When Shawn Wardall of Specialized Construction Services, Inc. took on an 11,000-square-foot polished concrete floor at St. Francis of Assisi Catholic Church in Belleville, Wis., he wanted to bring the congregation a beautiful, natural-looking floor to match the unique architecture of the building. He also wanted to introduce a flooring technique to the area that would offer a low maintenance finish, longevity, the ability to customize a floor to the building around it and open doors for concrete polishing. The end result is a floor in a mixture of rich tan and chestnut brown that exceeded the client's expectations thanks to preplanning and contractor expertise.
Planning the floor
Wardall says the key to a great finished project is thinking ahead. He was lucky to be involved with the church floor project in its early planning stages, giving him the chance to work with the client and architect to determine what they really wanted in a floor and the chance to work with the concrete contractor to optimize the performance of the floor for a quality finished project.
When Wardall met with the building's architect and the church's planning commission, he educated them on the benefits of polished concrete flooring over other options such as carpet. He also accompanied them to another church in the area where he had performed the polished concrete floor work, giving them a firsthand look at what a finished concrete floor system looks like, how it performs and its lower maintenance benefits.
An important feature of the floor that Wardall was able to accomplish through preplanning has to do with what it's missing - control joints. "I think there's a real visual benefit to be able to look down an aisle and not see control joints," Wardall says. "I think a random crack lends itself to a natural floor - like aged leather - and the randomness adds beauty. Natural fissures are much less of a distraction than control joints."

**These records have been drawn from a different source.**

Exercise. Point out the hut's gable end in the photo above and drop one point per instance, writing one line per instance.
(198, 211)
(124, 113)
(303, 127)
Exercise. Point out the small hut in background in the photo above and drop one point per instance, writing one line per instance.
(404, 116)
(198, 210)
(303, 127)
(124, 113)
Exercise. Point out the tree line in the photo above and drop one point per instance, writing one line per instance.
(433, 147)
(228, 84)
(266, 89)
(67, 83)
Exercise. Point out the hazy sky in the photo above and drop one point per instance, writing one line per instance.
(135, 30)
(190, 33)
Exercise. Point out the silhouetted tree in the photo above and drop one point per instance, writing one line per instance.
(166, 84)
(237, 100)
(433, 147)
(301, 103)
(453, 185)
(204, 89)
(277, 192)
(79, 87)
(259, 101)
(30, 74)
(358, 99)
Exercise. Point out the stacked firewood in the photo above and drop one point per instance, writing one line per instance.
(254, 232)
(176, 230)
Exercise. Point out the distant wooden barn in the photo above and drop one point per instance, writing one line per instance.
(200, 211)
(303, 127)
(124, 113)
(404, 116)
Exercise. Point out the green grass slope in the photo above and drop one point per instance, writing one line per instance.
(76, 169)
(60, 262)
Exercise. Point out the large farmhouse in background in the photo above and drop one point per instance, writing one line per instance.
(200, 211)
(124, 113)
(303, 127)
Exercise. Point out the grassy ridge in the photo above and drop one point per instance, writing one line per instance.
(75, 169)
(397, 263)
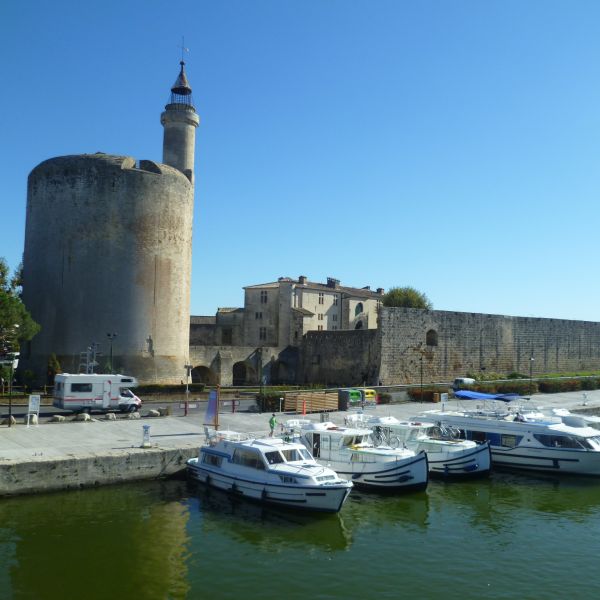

Wardall points to color performance as another reason to avoid control joints on a decorative floor. "Because the concrete cures differently around those control joints, dyes and stains look different about an inch around those joints," he explains.
After discussions with the architect and the church's planning commission, the architect removed the spec for the concrete contractor to saw control joints in the floor.
In order to achieve the kind of floor that lends itself best to polishing and to minimize random cracks, Wardall and the concrete contractor devised a plan for a wet cure for the floor. After placing the floor, the concrete contractor covered it with visqueen and everyone stayed off the floor for one week. After a week's time, the visqueen was removed and the floor was covered with Tyvek and plywood for three months; during this three-month period traffic was allowed on the floor. "The floor retained moisture for three months over the course of the summer, creating an optimal curing and hydration process for the concrete," Wardall explains.
By the time Wardall had finished the floor in late October, only minimal random cracking had begun to occur on the floor. Random cracks occurred on the raised altar portion and steps, however, as that area was poured differently, and therefore cured in a different manner.
"Eventually the floor will see some random cracking, but the longer it takes, the smaller those cracks will be," Wardall explains.
Polished to perfection
To achieve the natural look Wardall wanted for the floor, he used four dye colors to tint and highlight the integrally colored concrete. Wardall likes the effect he gets by using dye on a polished floor. "Dye is a fine particle, and I prefer an acetone-based dye. They seem to be better at penetrating a floor and getting a color to stay vibrant and successful throughout the life of the floor," he says.
Aisles and the main portion of the altar are a mottled rich tan, while the areas of the congregation floor under the pews and the edges of the altar steps are a mottled chestnut brown. Wardall separated the color changes with a shallow score line he cut with a 4-inch angle grinder and a steady hand.